1. A non-invasive blood pressure measurement system comprising:

a resonant gas pump comprising a substantially cylindrical cavity defined by cavity walls, the cavity walls comprising a cavity inlet aperture and a cavity outlet aperture;

a piezoelectric actuator arranged to generate oscillatory motion of the cavity walls to drive a gas between the inlet aperture and the outlet aperture;

a drive circuit arranged to apply a voltage waveform across the piezoelectric actuator to generate said oscillatory motion of the cavity walls at a frequency of at least 500 Hz;

a cuff for wearing on an arm or other body part having a blood vessel, the cuff comprising a pressure sensor for measuring blood pressure in the blood vessel, the cuff being in fluid communication with the resonant gas pump; and a valve in fluid communication with the cuff, wherein:

the resonant gas pump is operable to inflate the cuff by generating a substantially pulsation-free flow of gas, such that, in use of the resonant gas pump to inflate the cuff so as to compress said arm or other body part, blood pressure pulses in the blood vessel can be measured whilst the resonant gas pump is in operation; and the resonant gas pump is precisely controllable such that the rate of inflation of the cuff is controllable in a feedback loop with the pressure sensor, the amplitude of the voltage waveform across the piezoelectric actuator being adjustable to control the rate of inflation.

2. A system according to claim 1, wherein the rate of inflation is controllable in terms of pressure change per second.

3. A system according to claim 1, wherein the rate of inflation is controllable in terms of pressure change per measured heartbeat.

4. A system according to claim 2, wherein the rate of inflation is controllable to be set at a value representing an optimum combination of accuracy (slower inflation) and comfort (faster inflation).

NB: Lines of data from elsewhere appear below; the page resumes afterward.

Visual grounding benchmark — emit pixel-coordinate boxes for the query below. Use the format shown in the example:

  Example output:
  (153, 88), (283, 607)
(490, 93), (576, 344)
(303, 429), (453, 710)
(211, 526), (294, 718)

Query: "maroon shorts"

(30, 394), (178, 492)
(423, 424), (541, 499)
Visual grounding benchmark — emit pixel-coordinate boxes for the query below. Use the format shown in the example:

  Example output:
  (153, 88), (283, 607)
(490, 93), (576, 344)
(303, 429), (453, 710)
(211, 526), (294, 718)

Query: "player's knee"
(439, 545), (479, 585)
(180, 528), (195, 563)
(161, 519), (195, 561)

5. A system according to any preceding claim, wherein the resonant gas pump and the pressure sensor are connected to the cuff via a single fluid path.

6. A system according to any preceding claim, wherein the drive circuit is arranged to apply the voltage waveform across the piezoelectric actuator to generate said oscillatory motion of the cavity walls at a frequency of more than 20,000 Hz.

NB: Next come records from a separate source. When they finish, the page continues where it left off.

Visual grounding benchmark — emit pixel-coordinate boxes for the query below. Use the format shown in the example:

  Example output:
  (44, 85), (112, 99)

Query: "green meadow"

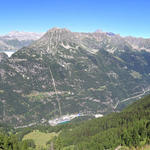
(23, 130), (58, 149)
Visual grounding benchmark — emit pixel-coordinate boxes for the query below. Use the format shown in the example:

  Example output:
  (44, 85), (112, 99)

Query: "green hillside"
(52, 95), (150, 150)
(0, 94), (150, 150)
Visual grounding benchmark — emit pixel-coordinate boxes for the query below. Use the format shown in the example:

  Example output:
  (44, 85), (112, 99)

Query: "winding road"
(113, 87), (150, 109)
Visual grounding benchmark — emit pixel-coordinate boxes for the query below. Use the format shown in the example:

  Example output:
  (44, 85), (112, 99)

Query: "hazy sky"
(0, 0), (150, 38)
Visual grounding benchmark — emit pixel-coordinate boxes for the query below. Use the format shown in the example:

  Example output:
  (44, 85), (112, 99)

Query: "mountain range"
(0, 31), (44, 50)
(0, 27), (150, 126)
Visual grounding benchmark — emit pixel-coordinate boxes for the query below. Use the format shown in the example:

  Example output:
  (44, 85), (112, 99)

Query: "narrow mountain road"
(121, 88), (150, 103)
(114, 87), (150, 109)
(50, 142), (54, 150)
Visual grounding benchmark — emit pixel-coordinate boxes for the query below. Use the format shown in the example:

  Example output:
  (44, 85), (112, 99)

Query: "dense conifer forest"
(52, 95), (150, 150)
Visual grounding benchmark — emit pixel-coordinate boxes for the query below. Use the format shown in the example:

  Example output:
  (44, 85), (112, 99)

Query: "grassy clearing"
(23, 130), (58, 149)
(113, 56), (125, 63)
(26, 92), (49, 101)
(0, 90), (4, 93)
(136, 145), (150, 150)
(130, 70), (142, 79)
(63, 145), (75, 150)
(117, 145), (150, 150)
(97, 85), (107, 91)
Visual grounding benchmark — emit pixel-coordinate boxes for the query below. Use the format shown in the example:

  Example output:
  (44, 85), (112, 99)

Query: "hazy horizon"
(0, 0), (150, 38)
(0, 27), (150, 39)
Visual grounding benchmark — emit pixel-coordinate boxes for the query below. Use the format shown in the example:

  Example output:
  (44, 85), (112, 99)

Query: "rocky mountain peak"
(30, 28), (78, 54)
(94, 29), (104, 33)
(40, 27), (73, 41)
(47, 27), (71, 33)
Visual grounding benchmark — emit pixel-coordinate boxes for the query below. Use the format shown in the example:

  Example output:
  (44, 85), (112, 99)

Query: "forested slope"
(53, 95), (150, 150)
(0, 95), (150, 150)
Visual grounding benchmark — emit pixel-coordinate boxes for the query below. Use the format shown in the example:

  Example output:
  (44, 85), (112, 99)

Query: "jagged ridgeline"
(1, 28), (150, 125)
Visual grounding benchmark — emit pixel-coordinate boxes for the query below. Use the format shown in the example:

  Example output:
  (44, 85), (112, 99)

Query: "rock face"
(1, 28), (150, 126)
(0, 53), (8, 62)
(124, 36), (150, 52)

7. A system according to any preceding claim, wherein the drive circuit is configured to compare the measured blood pressure pulses to a predetermined threshold value to determine a fault condition.

8. A system according to claim 7, comprising a user interface for indicating the fault condition.

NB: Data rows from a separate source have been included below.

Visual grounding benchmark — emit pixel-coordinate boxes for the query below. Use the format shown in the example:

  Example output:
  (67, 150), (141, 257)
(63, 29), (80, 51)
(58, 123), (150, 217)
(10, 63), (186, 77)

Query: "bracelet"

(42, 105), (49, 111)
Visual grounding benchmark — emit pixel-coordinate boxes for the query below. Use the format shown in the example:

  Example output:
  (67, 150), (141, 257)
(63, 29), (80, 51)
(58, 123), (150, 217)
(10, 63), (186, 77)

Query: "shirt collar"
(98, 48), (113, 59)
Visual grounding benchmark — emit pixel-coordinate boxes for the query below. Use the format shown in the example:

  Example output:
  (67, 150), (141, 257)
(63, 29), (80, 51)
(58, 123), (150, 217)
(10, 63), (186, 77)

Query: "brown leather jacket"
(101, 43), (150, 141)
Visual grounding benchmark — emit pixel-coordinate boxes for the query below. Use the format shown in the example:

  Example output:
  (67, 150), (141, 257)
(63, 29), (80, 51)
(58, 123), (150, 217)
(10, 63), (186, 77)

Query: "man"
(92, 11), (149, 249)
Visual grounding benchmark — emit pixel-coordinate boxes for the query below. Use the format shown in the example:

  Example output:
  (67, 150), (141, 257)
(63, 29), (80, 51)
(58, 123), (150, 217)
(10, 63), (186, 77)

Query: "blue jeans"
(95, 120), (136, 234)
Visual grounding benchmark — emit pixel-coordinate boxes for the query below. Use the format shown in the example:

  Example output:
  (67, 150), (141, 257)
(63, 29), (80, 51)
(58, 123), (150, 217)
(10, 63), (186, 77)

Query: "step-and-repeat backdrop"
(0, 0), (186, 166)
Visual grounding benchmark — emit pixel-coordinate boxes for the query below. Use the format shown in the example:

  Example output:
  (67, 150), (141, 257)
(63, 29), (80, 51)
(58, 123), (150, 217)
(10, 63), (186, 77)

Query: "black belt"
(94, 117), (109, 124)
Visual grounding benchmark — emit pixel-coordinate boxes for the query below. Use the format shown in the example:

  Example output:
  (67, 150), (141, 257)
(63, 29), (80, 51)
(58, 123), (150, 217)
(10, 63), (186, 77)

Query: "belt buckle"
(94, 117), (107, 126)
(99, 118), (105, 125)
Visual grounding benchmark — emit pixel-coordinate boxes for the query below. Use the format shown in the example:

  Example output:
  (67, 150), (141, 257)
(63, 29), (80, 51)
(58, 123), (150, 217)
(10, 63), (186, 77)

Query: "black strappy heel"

9. A system according to claim 8, wherein the user interface comprises one or more of: a light-emitting element; a sound-emitting element; and a vibrating element.

10. A system according to any preceding claim, wherein the cavity radius, a, and height, h, of the resonant gas pump satisfy the following inequalities:

— is greater than 1.2; and h

h‘‘a is greater than 4 x 10’wm.

11. A system according to any preceding claim, wherein at least one of the inlet aperture and the outlet aperture is a valved aperture.

12. A system according to any preceding claim, wherein the volume of the cavity is less than 10mL, preferably less than 10pL.

13. A system according to any preceding claim, wherein the drive circuit comprises an electronic output stage arranged to drive the resonant gas pump.

14. A system according to claim 13, wherein the electronic output stage comprises an H-bridge.

15. A system according to any preceding claim, wherein cavity of the resonant gas pump comprises two pumping chambers, each chamber comprising a said inlet aperture and a said outlet aperture.

16. A system according to any preceding claim, comprising a second resonant gas pump arranged in series or in parallel with the first resonant gas pump.

17. A system according to claim 15 or 16, comprising a manifold arranged to connect the inlet apertures and outlet apertures of the resonant gas pumps or pumping chambers.

18. A system according to any preceding claim, wherein each of the resonant gas pump, the piezoelectric actuator, the drive circuit, the pressure sensor, and the valve, is integrated into the cuff such as to be substantially contained by the cuff.